Teeth (2008) – A Horror Movie with Bite

Jess Weixler in TEETHWriter-director Mitchell Lichtenstein’s low-budget horror film is a demented spoof of teen sex, abstinence only programs, and especially male fear of women. The not-so-subtle joke is that women are traditionally the victims in horror movies, but TEETH turns the tables by bringing men’s worst paranoid Freudian nightmare – vagina dentata – to life. The result is more satirical than scary: Lichtenstein is interested in dramatizing the idea through the plot and characters, not merely in exploiting it for cheap sensationalism; however, he ultimately delivers the gory goods in the form of multiple mutilated penises. These squirm-inducing highlights feature a few unabashedly graphic depictions that leave little or nothing to the imagination; the over-the-top imagery (which includes one severed member that winds up as puppy chow) elicits mixed howls of disgust and screams of laughter.
Jess Weixler plays Dawn O’Keefe, the uber-perky girl next door who acts as a motivational speaker at her high school’s abstinence program. Just next to her home, nuclear power plants billow smoke into the air like factories in a David Lynch film, suggesting one possible explanation for her ability (seen in a childhood prologue) to nip the finger of her future step-brother during a game of “I’ll show you mine if you show me yours.”
The nuclear plants are never referenced in the dialogue. Instead, a class lecture speculating on the evolution of a rattlesnake’s rattle – a mutation that offered a survival advantage – implies that something similar has happened to Dawn. Except of course, Dawn is completely the opposite of a rattlesnake, with no visible or audible warning, her victims has no clue about the danger they are literally courting when the make sexual advances on her.
Rather cleverly, TEETH avoids lapsing into rape-revenge melodrama.

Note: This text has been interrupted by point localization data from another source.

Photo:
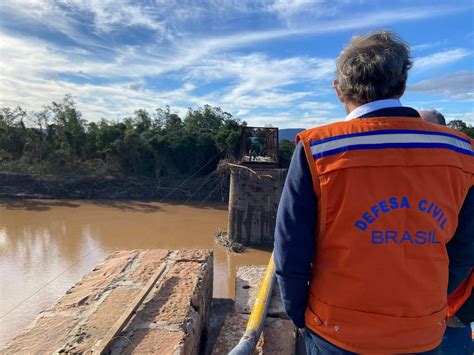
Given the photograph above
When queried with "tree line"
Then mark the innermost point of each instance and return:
(58, 141)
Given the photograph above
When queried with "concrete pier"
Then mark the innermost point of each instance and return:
(171, 319)
(253, 204)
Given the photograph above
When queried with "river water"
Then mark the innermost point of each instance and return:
(46, 246)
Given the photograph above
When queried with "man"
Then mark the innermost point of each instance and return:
(375, 216)
(457, 340)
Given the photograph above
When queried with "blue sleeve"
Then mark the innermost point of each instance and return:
(295, 243)
(461, 247)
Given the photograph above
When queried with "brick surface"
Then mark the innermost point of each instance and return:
(87, 290)
(155, 341)
(45, 336)
(170, 321)
(149, 263)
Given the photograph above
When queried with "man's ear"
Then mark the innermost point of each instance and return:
(338, 94)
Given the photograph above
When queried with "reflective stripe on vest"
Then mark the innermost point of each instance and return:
(389, 191)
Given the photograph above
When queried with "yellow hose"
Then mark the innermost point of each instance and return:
(256, 321)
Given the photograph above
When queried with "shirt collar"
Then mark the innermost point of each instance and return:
(373, 106)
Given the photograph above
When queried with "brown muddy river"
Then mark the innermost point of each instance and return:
(46, 246)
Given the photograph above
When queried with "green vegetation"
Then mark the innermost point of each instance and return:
(58, 142)
(463, 127)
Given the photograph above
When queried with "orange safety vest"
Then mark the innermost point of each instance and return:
(389, 193)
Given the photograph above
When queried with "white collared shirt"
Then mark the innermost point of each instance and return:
(373, 106)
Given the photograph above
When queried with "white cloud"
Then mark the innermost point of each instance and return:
(114, 78)
(459, 85)
(440, 59)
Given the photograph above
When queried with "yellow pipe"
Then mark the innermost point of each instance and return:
(256, 321)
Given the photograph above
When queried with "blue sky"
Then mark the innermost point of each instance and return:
(266, 62)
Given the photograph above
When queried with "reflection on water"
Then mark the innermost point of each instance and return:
(46, 246)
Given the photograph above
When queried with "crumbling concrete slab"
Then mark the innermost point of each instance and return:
(247, 283)
(171, 319)
(277, 337)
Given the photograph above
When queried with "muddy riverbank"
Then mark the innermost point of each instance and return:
(213, 187)
(46, 246)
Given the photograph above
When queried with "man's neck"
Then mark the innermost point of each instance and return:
(357, 110)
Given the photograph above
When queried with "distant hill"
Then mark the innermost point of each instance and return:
(288, 133)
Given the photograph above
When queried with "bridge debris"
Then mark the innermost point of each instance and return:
(170, 319)
(278, 336)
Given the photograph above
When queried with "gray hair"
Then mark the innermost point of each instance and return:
(433, 116)
(373, 67)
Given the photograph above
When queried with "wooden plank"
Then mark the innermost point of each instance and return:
(119, 325)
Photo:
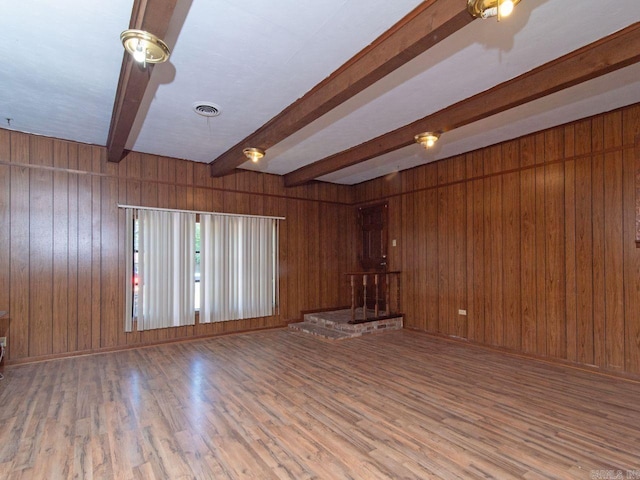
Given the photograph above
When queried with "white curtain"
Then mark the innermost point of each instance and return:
(129, 275)
(238, 261)
(166, 268)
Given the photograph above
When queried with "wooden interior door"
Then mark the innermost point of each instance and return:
(373, 250)
(373, 237)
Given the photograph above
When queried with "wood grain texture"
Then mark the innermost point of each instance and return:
(65, 287)
(422, 28)
(550, 264)
(279, 404)
(598, 58)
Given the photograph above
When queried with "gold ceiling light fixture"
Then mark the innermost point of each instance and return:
(253, 154)
(427, 139)
(144, 47)
(491, 8)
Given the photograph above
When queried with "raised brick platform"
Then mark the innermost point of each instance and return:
(335, 325)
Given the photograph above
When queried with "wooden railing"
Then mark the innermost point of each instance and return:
(373, 284)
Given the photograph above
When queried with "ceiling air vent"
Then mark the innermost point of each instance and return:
(207, 109)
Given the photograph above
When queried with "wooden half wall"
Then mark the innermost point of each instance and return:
(534, 238)
(62, 241)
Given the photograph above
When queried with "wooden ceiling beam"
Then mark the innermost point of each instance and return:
(611, 53)
(152, 16)
(428, 24)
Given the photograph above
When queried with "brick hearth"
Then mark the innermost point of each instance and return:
(335, 325)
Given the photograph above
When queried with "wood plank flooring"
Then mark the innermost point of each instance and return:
(279, 404)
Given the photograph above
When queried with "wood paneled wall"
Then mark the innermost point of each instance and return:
(534, 238)
(62, 241)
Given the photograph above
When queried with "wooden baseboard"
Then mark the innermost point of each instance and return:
(99, 351)
(632, 377)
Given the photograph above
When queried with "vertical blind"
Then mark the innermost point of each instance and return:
(166, 268)
(238, 267)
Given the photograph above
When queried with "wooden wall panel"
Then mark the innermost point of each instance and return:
(41, 248)
(18, 341)
(60, 311)
(5, 221)
(537, 240)
(631, 162)
(63, 245)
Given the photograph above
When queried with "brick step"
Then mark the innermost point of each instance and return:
(334, 325)
(320, 331)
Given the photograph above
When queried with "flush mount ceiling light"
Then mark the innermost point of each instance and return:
(253, 154)
(427, 139)
(491, 8)
(145, 47)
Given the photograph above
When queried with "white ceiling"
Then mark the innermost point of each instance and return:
(60, 61)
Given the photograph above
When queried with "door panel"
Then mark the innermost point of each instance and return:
(373, 237)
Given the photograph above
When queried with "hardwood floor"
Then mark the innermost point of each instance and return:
(280, 404)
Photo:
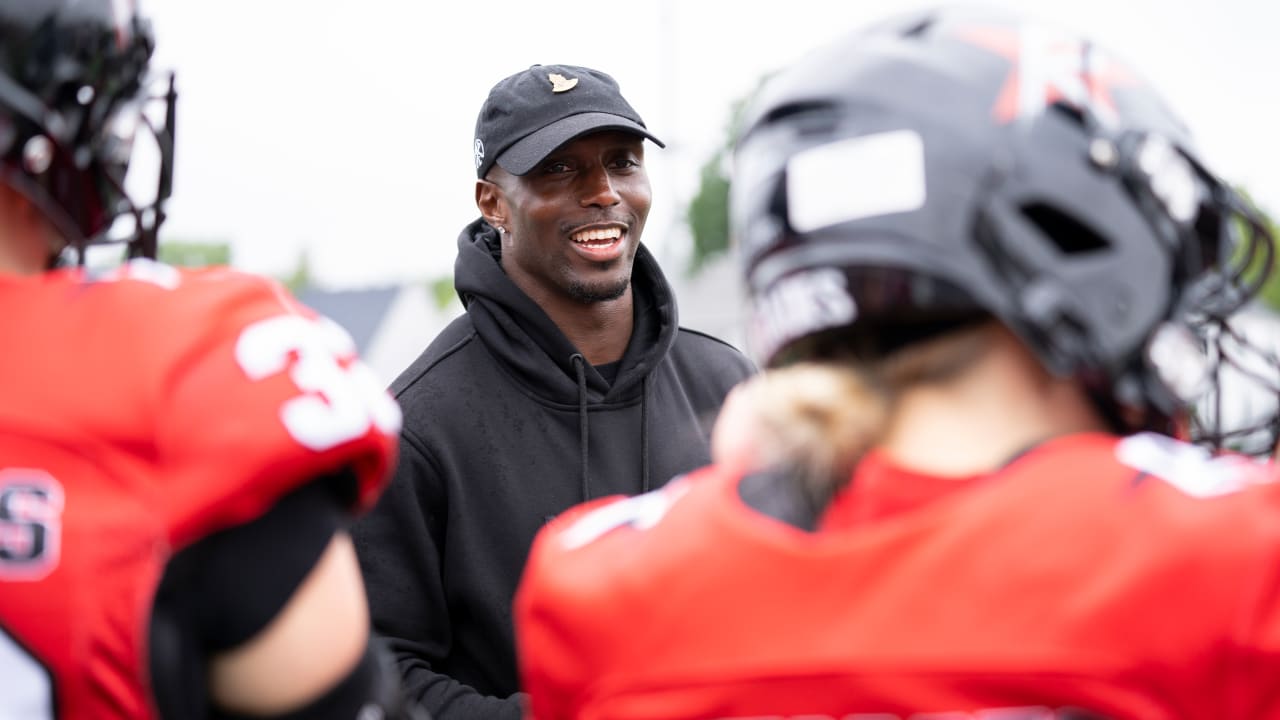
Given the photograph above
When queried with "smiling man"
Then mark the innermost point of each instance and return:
(567, 378)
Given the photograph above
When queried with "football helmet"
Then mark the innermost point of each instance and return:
(958, 164)
(74, 91)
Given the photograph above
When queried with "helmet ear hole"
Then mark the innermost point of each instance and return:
(1070, 236)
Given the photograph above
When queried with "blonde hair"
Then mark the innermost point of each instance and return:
(818, 419)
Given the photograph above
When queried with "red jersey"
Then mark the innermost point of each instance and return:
(140, 413)
(1092, 577)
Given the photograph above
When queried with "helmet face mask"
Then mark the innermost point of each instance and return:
(1037, 181)
(74, 98)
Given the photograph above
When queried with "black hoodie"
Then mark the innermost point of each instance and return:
(504, 427)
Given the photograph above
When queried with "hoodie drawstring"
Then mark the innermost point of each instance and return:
(580, 368)
(584, 431)
(644, 434)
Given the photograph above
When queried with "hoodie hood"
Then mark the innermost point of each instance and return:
(529, 343)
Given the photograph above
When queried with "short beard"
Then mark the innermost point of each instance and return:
(588, 295)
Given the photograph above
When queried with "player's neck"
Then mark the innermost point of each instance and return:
(600, 331)
(996, 409)
(23, 236)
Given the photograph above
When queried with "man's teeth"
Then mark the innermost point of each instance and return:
(597, 236)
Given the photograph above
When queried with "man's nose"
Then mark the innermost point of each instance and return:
(598, 188)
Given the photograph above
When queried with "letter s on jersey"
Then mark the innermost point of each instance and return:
(31, 523)
(338, 402)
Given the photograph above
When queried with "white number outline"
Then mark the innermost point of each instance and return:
(338, 402)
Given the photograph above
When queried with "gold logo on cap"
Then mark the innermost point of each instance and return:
(560, 83)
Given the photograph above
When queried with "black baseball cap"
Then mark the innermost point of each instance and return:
(534, 112)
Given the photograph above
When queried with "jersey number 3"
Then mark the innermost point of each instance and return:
(339, 401)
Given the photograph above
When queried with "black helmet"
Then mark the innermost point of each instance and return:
(73, 89)
(959, 164)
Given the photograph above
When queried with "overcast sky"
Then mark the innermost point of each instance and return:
(343, 128)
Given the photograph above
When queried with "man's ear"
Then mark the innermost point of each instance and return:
(492, 203)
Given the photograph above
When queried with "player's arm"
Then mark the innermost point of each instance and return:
(314, 659)
(269, 619)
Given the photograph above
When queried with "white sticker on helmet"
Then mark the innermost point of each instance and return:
(855, 178)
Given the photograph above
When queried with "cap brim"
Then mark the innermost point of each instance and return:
(531, 149)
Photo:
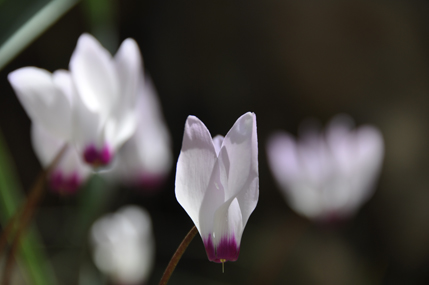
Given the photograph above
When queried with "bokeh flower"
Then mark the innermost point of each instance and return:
(327, 176)
(124, 247)
(146, 158)
(217, 183)
(107, 87)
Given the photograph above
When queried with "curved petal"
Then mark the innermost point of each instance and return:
(194, 167)
(218, 141)
(70, 172)
(214, 197)
(43, 100)
(228, 229)
(128, 64)
(94, 74)
(240, 162)
(88, 127)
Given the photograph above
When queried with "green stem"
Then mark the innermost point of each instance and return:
(33, 258)
(177, 255)
(33, 28)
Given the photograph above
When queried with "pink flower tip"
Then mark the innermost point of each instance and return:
(97, 157)
(226, 250)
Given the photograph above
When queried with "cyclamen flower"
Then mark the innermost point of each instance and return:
(49, 100)
(217, 183)
(124, 247)
(92, 108)
(327, 176)
(70, 172)
(105, 113)
(146, 158)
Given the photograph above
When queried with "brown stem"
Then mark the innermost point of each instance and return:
(177, 255)
(36, 194)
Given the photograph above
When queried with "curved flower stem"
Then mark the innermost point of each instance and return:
(177, 255)
(24, 219)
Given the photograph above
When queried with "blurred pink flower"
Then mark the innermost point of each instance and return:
(327, 176)
(217, 183)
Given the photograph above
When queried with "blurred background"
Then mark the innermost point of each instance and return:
(285, 61)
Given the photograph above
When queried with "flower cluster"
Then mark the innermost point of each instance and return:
(327, 176)
(94, 108)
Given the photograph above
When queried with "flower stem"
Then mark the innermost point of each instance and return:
(24, 219)
(177, 255)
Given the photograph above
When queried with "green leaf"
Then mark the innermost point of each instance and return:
(32, 257)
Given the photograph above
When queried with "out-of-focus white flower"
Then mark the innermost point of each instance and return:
(105, 112)
(217, 183)
(146, 158)
(70, 172)
(124, 247)
(92, 108)
(49, 99)
(327, 176)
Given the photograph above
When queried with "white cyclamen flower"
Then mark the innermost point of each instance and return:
(217, 183)
(107, 87)
(70, 172)
(124, 247)
(146, 158)
(48, 99)
(327, 176)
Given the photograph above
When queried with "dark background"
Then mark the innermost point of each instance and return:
(285, 61)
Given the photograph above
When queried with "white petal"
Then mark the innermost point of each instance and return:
(241, 161)
(194, 167)
(217, 141)
(46, 146)
(70, 171)
(88, 126)
(228, 222)
(129, 69)
(248, 200)
(124, 245)
(214, 198)
(94, 74)
(43, 100)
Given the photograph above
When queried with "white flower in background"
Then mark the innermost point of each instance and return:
(70, 172)
(124, 247)
(217, 183)
(107, 87)
(327, 176)
(146, 158)
(92, 108)
(48, 99)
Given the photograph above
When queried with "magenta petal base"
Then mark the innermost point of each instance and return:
(97, 157)
(227, 249)
(63, 184)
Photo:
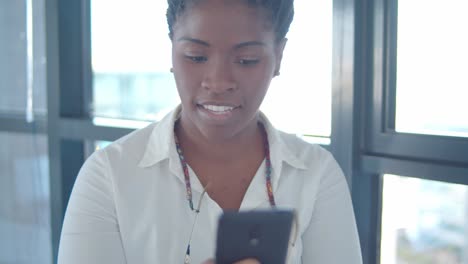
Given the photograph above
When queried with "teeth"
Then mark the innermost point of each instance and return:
(218, 108)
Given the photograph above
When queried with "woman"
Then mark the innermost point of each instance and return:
(141, 200)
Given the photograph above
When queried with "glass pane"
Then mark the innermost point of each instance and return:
(22, 57)
(131, 62)
(25, 235)
(431, 86)
(423, 222)
(299, 100)
(131, 59)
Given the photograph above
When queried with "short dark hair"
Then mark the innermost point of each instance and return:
(281, 13)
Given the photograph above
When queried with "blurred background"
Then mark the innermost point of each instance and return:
(380, 83)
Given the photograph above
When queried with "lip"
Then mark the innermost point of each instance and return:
(219, 104)
(217, 117)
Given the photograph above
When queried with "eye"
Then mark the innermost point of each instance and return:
(248, 62)
(196, 59)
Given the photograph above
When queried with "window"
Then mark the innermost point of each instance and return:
(22, 57)
(423, 221)
(431, 68)
(132, 78)
(25, 229)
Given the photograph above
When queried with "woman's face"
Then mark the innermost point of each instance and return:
(224, 56)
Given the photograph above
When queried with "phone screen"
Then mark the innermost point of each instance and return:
(263, 235)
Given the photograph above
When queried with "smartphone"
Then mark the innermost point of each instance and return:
(263, 235)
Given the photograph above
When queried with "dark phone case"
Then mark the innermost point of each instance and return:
(263, 235)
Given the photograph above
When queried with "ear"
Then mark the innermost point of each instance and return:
(279, 55)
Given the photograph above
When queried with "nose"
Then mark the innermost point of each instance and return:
(219, 77)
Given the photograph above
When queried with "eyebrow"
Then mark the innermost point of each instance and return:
(197, 41)
(237, 46)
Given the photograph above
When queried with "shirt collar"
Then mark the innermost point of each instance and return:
(161, 144)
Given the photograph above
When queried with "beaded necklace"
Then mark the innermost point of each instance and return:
(268, 169)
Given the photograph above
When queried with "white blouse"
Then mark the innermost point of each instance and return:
(128, 204)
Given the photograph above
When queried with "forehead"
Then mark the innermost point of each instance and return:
(234, 20)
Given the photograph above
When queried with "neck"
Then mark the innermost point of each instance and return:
(195, 144)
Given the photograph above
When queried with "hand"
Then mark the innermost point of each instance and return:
(245, 261)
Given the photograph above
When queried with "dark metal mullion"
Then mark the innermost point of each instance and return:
(366, 191)
(53, 83)
(416, 146)
(88, 108)
(367, 198)
(417, 169)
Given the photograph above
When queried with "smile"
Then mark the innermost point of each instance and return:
(218, 109)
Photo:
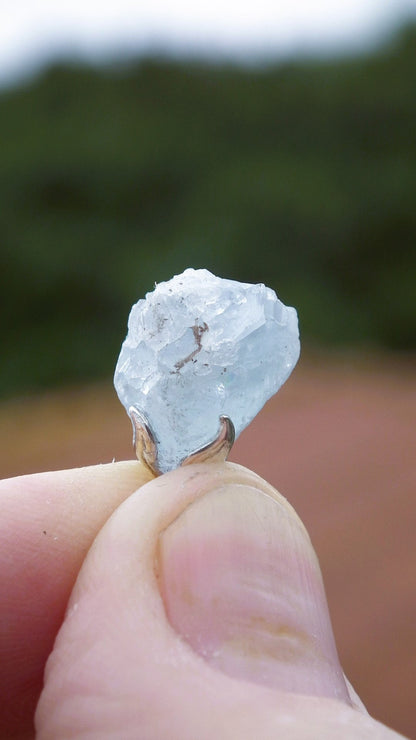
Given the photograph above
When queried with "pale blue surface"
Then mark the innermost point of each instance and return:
(198, 347)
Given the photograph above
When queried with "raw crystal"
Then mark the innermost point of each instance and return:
(199, 347)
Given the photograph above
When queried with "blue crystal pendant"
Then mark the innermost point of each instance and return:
(201, 357)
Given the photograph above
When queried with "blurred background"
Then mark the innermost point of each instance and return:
(267, 144)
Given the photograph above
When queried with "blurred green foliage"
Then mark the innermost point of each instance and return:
(300, 175)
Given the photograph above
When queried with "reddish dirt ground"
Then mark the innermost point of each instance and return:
(338, 441)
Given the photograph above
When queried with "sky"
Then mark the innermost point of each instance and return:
(33, 32)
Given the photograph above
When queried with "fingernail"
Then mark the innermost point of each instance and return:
(241, 584)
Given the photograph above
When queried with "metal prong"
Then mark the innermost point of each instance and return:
(216, 451)
(144, 441)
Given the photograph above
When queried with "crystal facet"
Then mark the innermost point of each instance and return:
(199, 347)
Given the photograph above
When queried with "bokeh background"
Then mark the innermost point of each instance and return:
(273, 149)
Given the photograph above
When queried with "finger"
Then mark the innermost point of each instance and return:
(199, 612)
(47, 524)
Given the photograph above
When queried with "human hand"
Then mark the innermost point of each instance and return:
(198, 612)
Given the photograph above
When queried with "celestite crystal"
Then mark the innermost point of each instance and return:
(198, 347)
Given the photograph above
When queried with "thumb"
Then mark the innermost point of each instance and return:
(200, 603)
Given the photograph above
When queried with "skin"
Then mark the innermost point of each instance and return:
(190, 605)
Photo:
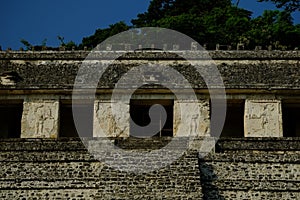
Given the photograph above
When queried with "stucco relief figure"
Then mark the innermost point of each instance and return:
(43, 115)
(262, 114)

The script paints the male aggressors-turned-victims in ambiguous shades (the first is a fellow abstinence-only believer who succumbs to temptation), and Dawn is ambivalent – and also shocked and disgusted – when she learns that she is capable of emasculating her would-be seducers. Only by the end has she become a full-blown femme fatale, confident – and even eager – in her ability to level the playing field that so long favored men.
In the tradition of good popular art, TEETH leaves you to sort out the metaphors for yourself, never stating its message obliquely. This is just as well, because occasionally Lichtenstein seems slightly unsure of how all the elements tie together. Nothing about Dawn’s mother or her step-father provide any hint of how she came to embrace the abstinence-only creed; this seems to be a simple writer’s device to explain how Dawn could be so naive about her own genitalia until they take their first bloody bite.
This starting point also provides a sharper contrast with where Dawn ends up by the finale, but it would be nice if it were integrated more carefully into the thematic underpinnings of the story. Weixler, who is otherwise very strong in the lead role, initially comes across like a naive cartoon character – all wide-eyed innocent enthusiasm, and the film seems to be not merely satirizing the program for which she speaks but also mocking her personally. Fortunately, as she learns the truth about herself and about the men around her (who are all pretty much worthless shits), she matures and gains the full measure of our sympathy, until we are rooting for her.
Lichtenstein does not lay the message out explicity, but clearly he wants us to imagine a world wherein women finally have full control over their own sexuality, in a way that no man can violate with impunity. TEETH suggests that will power, good intentions, and abstinence will not secure women from unwanted sexual advances; only castration axiety made real will do the job.
One would like to imagine that this is an exaggeration, but it does have a sad ring of truth about it…

TEETH (2008). Written and directed by Mitchell Lichtenstein. Cast: Jess Weixler, John Hensley, Josh Pais, Hale Appleman, Lenny von Dohlen, Ashley Springer, Nicole Swahn, Adam Wagner.